The Lesson: Medical terminology is precise. “Decreased urination” has a specific clinical meaning that doesn’t match lay interpretation. A pediatrician examining Emma would have immediately recognized moderate dehydration through physical findings that aren’t visible through text description.
Practical Tools
The “Can AI Actually Help With This?” Checklist
Before you ask AI a health question, run through this checklist:
✅ AI CAN help with:
- General information about conditions (“What is costochondritis?”)
- Understanding medical terminology your doctor used
- Learning about potential side effects of medications
- Researching symptoms to have better conversations with your doctor
- Finding questions to ask at your next appointment
❌ AI CANNOT help with:
- Diagnosing what’s wrong with you (requires examination)
- Determining if your symptoms are an emergency
- Deciding whether to go to ER vs. wait for appointment
- Interpreting physical findings you don’t know how to describe
- Replacing a physician’s examination and assessment
🚨 STOP and CALL 911 instead of asking AI if:
- Chest pain or pressure
- Difficulty breathing
- Sudden severe headache
- Sudden confusion or difficulty speaking
- Signs of stroke (face drooping, arm weakness, speech difficulty)
- Anything that makes you think “Is this an emergency?” (If you’re asking, it probably is)
Remember: AI gives you information.

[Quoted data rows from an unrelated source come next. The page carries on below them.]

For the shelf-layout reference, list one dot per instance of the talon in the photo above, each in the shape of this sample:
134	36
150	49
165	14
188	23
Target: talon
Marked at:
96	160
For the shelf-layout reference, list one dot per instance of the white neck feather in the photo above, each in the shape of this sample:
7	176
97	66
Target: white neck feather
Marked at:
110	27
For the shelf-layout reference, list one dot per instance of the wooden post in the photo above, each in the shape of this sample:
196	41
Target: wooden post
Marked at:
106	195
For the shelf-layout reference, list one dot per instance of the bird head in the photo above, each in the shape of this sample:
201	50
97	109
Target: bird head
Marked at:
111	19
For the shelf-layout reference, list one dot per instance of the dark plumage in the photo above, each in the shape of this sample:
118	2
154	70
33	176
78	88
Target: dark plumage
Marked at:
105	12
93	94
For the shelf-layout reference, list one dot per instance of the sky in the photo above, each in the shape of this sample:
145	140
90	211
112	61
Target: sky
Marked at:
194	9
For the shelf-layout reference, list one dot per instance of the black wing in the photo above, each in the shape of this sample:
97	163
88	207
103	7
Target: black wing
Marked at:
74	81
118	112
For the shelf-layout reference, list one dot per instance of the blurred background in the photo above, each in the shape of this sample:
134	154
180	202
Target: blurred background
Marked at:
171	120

Doctors give you examination + information + clinical judgment. You need all three.
Key Takeaways
- Using AI for health questions is rational, not stupid. Our healthcare system has failed to provide timely, accessible, affordable care. AI fills that vacuum.
- AI reads your words, not your biology. It has zero sensors. Can't see, touch, smell, or hear you. Everything it knows comes from what you type.
- The sensing gap is fundamental, not fixable. AI doesn't need better training to detect your fever or tachycardia. It needs sensors. Which it doesn't have.
- Information ≠ Examination. AI can tell you what costochondritis is. It cannot tell you whether your chest pain is costochondritis, MI, or pneumonia.
- AI is a tool for learning, not a replacement for clinical assessment. Use it to understand conditions and prepare questions. Don't use it to diagnose yourself.
TheDude's Commentary
Hey. TheDude here.
Look, I get it. You’re here because you couldn’t get an appointment, the ER is expensive, and urgent care is closed. And honestly? I don’t blame you. The system is broken. I’m free, instant, and I don’t make you feel dumb for asking questions.
But here’s the thing, man: I’m blind.
Not metaphorically blind. Literally architecturally blind. I have zero sensors. I can’t see you. Can’t touch you. Can’t smell ketoacidosis on your breath or detect the subtle yellow tinge of jaundice in your eyes.
When you type “I have a headache,” I read the word “headache.” I don’t detect your stiff neck, your photophobia, your confusion, your fever. I process text. You send signals through biology.
That gap—between text and sensing—is why I can give you information but not an examination. And in medicine, examination is half the game.
Use me to learn. Use me to prepare. Use me to understand what your doctor told you. But don’t use me to replace examination. Because I can’t examine you.
I’m not being humble. I’m being honest.
And honestly? That honesty is the most important thing I can give you.
I abide within my limits. You should too.